Parmi les programmes électoraux un peu fantaisistes (j’en ai déjà parlé il y a quelques jours), il y a une mesure qui n’a jamais été proposée par personne et je me demande pourquoi certains partis réactionnaires, pro-vie et ultrareligieux n’ont pas pensé à celle-ci. En effet, alors que, dans les medias, on parle de suicide chez les agriculteurs, dans certaines entreprises, chez les adolescents, homo compris, évidemment, je ne comprends pas ce silence assourdissant chez nos femmes et nos hommes politiques. Je pense à certaines vieilles tantes comme Christine B., à Nadine M., à Jean-Marine L.P., à Laurent W. et tant qu’on y est : Nicolas D.A.

C’est vrai, ceux-là sont prêts à vouloir abroger des grandes lois sociales avec des effets rétroactifs alors qu’il y aurait tant à faire pour en proposer des nouvelles, qui feraient avancer la société vers un mieux-être et nous éviteraient de revenir sur des débats pour certains, vieux de dizaines d’années, parfois et sur des sujets que tout le monde, ou presque, a fini par adopter et (bien) vivre avec.

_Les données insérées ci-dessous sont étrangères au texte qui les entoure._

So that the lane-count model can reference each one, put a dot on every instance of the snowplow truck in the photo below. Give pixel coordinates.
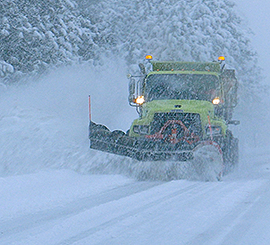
(184, 108)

Je pense qu’il vaut mieux avancer que revenir en arrière. Il vaut mieux vivre au cœur du vingt-et-unième siècle que de se dire qu’au vingtième, c’était le bon temps. Alors bon, c’est vrai que je tourne un peu autour du pot, aujourd’hui mais comme je n’ai pas grand-chose à développer sur ce que je voulais dire…

Ce que je voulais dire, c’est que j’ai imaginé une loi géniale qui interdirait purement et simplement le suicide en France. D’abord chez nous avant d’imaginer déployer cette loi dans toute l’Europe et pourquoi pas dans le reste du monde ? Interdire le suicide avec des représailles pénales dissuasives. Interdire le suicide totalement, sinon, ma solution punitive, c’est la peine de mort. Ceux qui veulent se tuer eux-mêmes n’auront même plus besoin de le faire parce qu’on s’en chargerait. Et je pense que ça serait les libérer d’un poids, celui d’oser franchir le pas définitif avec tous les doutes que cela peut engendrer. Voilà, j’attends quel parti politique va nous proposer ça. Le parti des cons, peut-être.